His sigh was like a zeppelin deflating. “In books published before I unveiled the Anthrolexicon, Egg.” His brows furrowed. “You really should get out more, Egg. Get a few beers in you, talk to real people. You ever do that?”
“Absolutely sir. I’ve got some social interaction planned for later this very week to work on my,” here she paused, pretending to reference her notes, “ah, quarrelous tendencies and utter social ineptitude, sir.”

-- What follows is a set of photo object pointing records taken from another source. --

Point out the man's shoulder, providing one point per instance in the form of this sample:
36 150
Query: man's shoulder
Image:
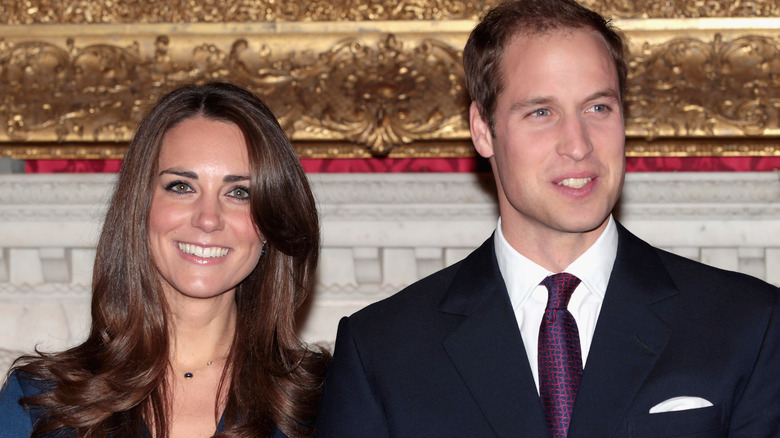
424 296
694 275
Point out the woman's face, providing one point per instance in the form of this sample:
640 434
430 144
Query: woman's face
201 234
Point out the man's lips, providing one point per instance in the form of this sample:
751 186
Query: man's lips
574 183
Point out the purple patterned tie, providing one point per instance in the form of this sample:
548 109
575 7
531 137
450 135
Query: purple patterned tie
560 359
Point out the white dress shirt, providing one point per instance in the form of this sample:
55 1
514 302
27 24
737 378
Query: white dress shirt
529 298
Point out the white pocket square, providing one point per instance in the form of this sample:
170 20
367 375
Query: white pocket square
680 403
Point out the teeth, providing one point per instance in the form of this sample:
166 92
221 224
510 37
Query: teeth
575 183
205 253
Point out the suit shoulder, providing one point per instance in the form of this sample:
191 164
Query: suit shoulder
421 296
693 275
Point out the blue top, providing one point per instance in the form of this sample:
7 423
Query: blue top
17 422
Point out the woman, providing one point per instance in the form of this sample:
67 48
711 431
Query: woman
209 247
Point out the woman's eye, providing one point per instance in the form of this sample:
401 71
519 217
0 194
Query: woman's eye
178 187
239 193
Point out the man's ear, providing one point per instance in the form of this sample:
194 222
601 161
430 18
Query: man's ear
480 132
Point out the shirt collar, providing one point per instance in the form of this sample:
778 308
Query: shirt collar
522 276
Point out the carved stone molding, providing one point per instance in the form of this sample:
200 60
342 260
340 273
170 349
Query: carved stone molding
380 233
347 80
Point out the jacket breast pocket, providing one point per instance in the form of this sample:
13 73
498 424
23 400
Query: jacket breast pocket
692 423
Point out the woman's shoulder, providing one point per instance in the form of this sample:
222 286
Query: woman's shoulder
15 420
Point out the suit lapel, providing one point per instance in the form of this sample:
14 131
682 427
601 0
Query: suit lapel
633 328
487 349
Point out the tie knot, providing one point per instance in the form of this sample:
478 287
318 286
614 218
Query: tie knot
560 287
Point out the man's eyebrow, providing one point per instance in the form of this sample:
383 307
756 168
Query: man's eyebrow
531 102
609 93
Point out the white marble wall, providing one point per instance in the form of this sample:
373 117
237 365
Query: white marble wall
380 233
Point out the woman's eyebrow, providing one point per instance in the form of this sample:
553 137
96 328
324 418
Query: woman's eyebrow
182 173
235 178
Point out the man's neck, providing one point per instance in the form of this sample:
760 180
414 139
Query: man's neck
551 249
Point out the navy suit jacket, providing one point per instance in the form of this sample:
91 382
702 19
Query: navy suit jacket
445 358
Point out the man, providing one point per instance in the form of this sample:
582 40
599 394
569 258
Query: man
563 323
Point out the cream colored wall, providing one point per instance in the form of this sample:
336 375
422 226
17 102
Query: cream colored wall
380 233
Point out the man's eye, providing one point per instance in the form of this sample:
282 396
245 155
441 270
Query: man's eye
239 193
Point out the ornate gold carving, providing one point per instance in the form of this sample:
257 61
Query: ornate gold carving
714 86
358 89
249 11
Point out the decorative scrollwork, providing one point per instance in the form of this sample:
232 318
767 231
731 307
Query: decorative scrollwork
694 87
360 90
246 11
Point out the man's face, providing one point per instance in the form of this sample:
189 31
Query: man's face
558 151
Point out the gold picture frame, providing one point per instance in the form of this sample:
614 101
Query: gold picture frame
349 80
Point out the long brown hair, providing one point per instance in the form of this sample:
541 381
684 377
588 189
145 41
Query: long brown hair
117 377
484 49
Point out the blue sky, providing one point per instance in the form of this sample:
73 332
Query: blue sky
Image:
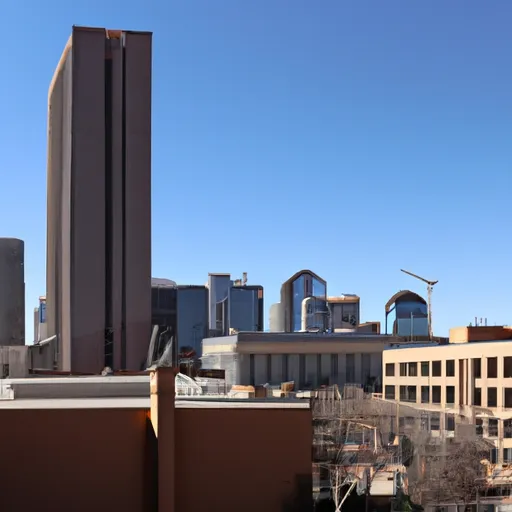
353 138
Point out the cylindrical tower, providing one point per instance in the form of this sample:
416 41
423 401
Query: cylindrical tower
12 292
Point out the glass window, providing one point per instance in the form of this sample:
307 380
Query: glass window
477 368
298 297
351 368
492 367
319 289
492 397
390 392
478 397
435 420
507 367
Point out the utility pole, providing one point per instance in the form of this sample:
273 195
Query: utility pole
430 288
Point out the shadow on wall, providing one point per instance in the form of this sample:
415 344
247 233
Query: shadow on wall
302 496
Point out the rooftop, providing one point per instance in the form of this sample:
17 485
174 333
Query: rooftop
290 337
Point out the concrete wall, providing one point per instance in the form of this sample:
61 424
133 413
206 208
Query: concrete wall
109 459
78 460
12 292
99 201
261 462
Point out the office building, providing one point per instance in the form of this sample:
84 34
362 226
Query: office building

“Very good, Egg, very good.”
The conversation ended as Alacrity’s mind drifted away from the world of sound financial principles and hard work to the world of business — at least, business as it existed in Alacrity’s own mind. A world of winks and handshakes, charisma and followed hunches and never letting contrivances like Law and Order get in the way of a good thing. And certainly not those fraudsters at the tax office get a toenail inside the door — if you wanted money, you had to earn it, not just skim the cream off someone else’s hard work.
Had these thoughts been ministered aloud, Miss Caitlyn Gregg might have pointed out the vested interest her boss had in several Alderway banks whose money, funded by its customers, had floated several of his own ventures.
It is fortunate for the Alderway horticultural scene that the dialogue occurred safely inside Alacrity’s brain, since Miss Caitlyn’s observations had been known to turn flourishing rivers into arid, cracked depressions.
Alacrity glanced at his watch.
“So, what’s my morning looking like Egg?”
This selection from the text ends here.